Specific instances showed property crimes, larceny thefts and burglaries were all down by 44 percent. Aggravated assaults and violent crimes were down by over 75 percent. Total assaults were down by 20 percent. The value of property lost due to theft has dropped in one year from $99,107 to $27,188.
Zabala said he is just as likely to be called to a problem in another part of town as in the center city, a distinct reversal of the concentrated scenario seen earlier.
"There's no downside to neighbors watching out for each other," Switzer said. "Alvin said he'd like to see the program go citywide."
When Switzer went to the Monett City Council a year ago seeking authorization to organize a Neighborhood Watch, she said she wanted to see people back out on their porches and residents walking in their neighborhoods.

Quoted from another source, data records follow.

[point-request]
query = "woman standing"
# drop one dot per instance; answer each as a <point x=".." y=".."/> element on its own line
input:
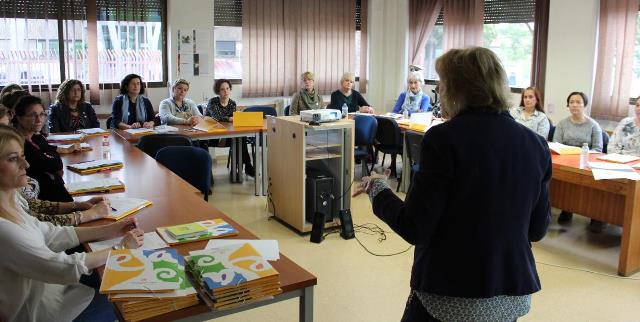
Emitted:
<point x="70" y="112"/>
<point x="307" y="98"/>
<point x="413" y="100"/>
<point x="46" y="165"/>
<point x="178" y="109"/>
<point x="39" y="281"/>
<point x="221" y="109"/>
<point x="347" y="95"/>
<point x="530" y="113"/>
<point x="473" y="258"/>
<point x="130" y="109"/>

Both have been occurring, she said.
"Now the kids we see are neighborhood kids," she said. "The kids who come around know this is a safe area, and we're not going to tolerate problems."
"The kids wave to us. They know we're watching them," Richard Switzer said. "We know their parents, and we will go to them. We've had incidents of bullying. We've approached them and told them this will stop, and it has."
Zabala said volunteers will often get more results by talking to the parents rather than going to police. Richard Switzer said they have found going to parents respectfully, pointing out problems, has helped.
The volunteers asked if other parts of town are safe, particularly going to South Park. Zabala, who often goes running early in the day, said the only major concern at the park he's seen is running into skunks. More people are out walking and getting exercise, he said.
A recurring concern voiced to the group has been what to do about rundown properties, particularly rental houses that are not kept up and thus impact property values. Richard Switzer said property maintenance is beyond is scope of the Neighborhood Watch. Specific complaints need to be filed with the city.
"Props go to the Police Department," Athene Switzer said. "They have really worked with us on a lot of smaller stuff that would be normally brushed off. They've really stepped up for us."
Switzer also commended St. Lawrence Catholic Church for allowing the church basement to be used for meetings. She was pleased observations from neighbors had helped police arrest youth breaking into the church early in the formation of the Neighborhood Watch.
Residents in other parts of town are welcome to attend meetings of the Neighborhood Watch or drop by the Switzers' home at 310 Seventh St. for information on how to organize watches elsewhere in town.